When I talk about dMASS examples, about new innovations that reduce or eliminate mass while delivering more benefit, I sometimes hear resistance. Resistance to change. We tend to get attached to the way things are - with the emphasis here on things.
Have you tried typing on a hard, flat touchscreen keyboard like an Apple iPad? A lot of my friends who have miss the feel of a traditional keyboard. They make too many errors on a touchscreen, where it's easy to stray from the right keys.
If you're a designer, there are two ways to look at this. You could conclude that people will not give up certain things that have mass and then design something that's more familiar to people. Or, you could create something that delivers the function people are looking for without the mass.
Chris Harrison, a graduate student at Carnegie Mellon University, has developed an ingenious way to deliver all the functions that people want from a keyboard without the keyboard. The invention is called Tesla Touch, after the Serbian electrical engineer and inventor Nikola Tesla. The screen uses variable static electricity on its surface to trick the nerves in your fingers (and your brain) into thinking they're touching material surfaces like sandpaper or rubber, or performing a variety of work tasks, like pressing keys on a mechanical keyboard. When you drag a data folder from one place to another on the screen, you can feel how large the file is by sensing its imagined weight or mass - even though the contents are completely invisible and weightless, big files feel heavy.

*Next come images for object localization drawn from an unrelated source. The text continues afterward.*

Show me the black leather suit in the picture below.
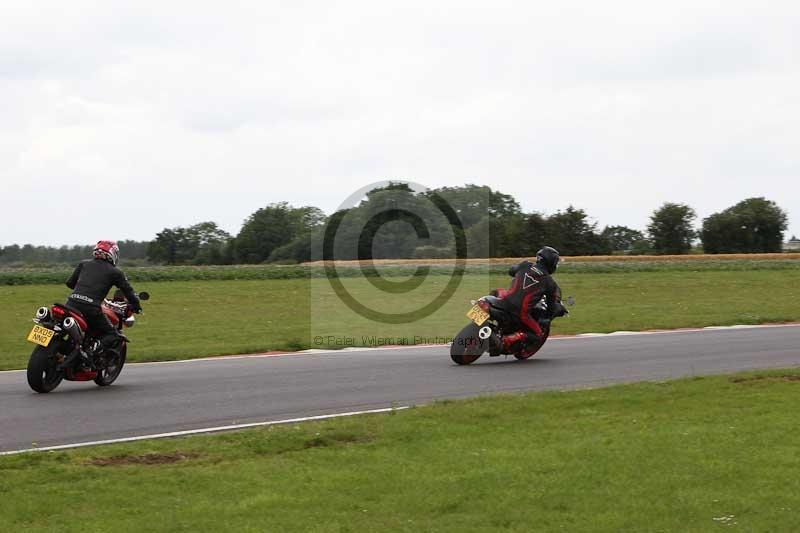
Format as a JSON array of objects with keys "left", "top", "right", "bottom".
[{"left": 65, "top": 259, "right": 140, "bottom": 351}]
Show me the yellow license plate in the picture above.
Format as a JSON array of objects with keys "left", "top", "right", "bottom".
[
  {"left": 466, "top": 304, "right": 490, "bottom": 326},
  {"left": 27, "top": 324, "right": 55, "bottom": 347}
]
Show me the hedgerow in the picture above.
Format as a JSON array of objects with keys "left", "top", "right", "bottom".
[{"left": 1, "top": 259, "right": 799, "bottom": 286}]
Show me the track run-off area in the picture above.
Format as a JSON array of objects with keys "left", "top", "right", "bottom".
[{"left": 1, "top": 323, "right": 799, "bottom": 454}]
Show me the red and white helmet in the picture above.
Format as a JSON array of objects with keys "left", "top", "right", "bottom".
[{"left": 93, "top": 240, "right": 120, "bottom": 266}]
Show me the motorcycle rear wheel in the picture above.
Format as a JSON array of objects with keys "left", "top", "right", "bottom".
[
  {"left": 95, "top": 343, "right": 127, "bottom": 387},
  {"left": 450, "top": 323, "right": 489, "bottom": 365},
  {"left": 27, "top": 345, "right": 64, "bottom": 393}
]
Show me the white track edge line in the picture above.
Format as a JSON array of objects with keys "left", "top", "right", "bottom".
[
  {"left": 2, "top": 322, "right": 798, "bottom": 374},
  {"left": 0, "top": 406, "right": 411, "bottom": 456}
]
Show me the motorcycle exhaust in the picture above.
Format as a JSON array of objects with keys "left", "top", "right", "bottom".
[
  {"left": 35, "top": 306, "right": 51, "bottom": 321},
  {"left": 478, "top": 326, "right": 494, "bottom": 340},
  {"left": 62, "top": 317, "right": 85, "bottom": 343}
]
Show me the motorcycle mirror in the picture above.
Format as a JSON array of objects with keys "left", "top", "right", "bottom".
[
  {"left": 565, "top": 296, "right": 576, "bottom": 306},
  {"left": 138, "top": 291, "right": 150, "bottom": 301}
]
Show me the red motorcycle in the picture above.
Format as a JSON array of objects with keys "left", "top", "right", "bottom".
[
  {"left": 25, "top": 291, "right": 150, "bottom": 393},
  {"left": 450, "top": 294, "right": 572, "bottom": 365}
]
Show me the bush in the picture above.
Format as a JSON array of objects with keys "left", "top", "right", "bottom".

The connection to Tesla is a reference to the inventor's belief that all matter can be reduced to specific electromagnetic frequencies, which are tuned by our senses. Our eyes are receivers that tune what we call the visible light frequencies, our ears tune in to the so-called sound frequencies, and our tactile touch and taste sensors are tuned to frequencies in the materials we contact. Harrison uses those frequencies to trick the senses into believing they are making contact with things that are not really there.
Harrison has shown that it's possible to recreate the experience of mass, to deliver the same function, and successfully eliminate the mass. As a designer or change agent, if you experience resistance to change brought about by innovation, think about the function that people are asking for, not the thing.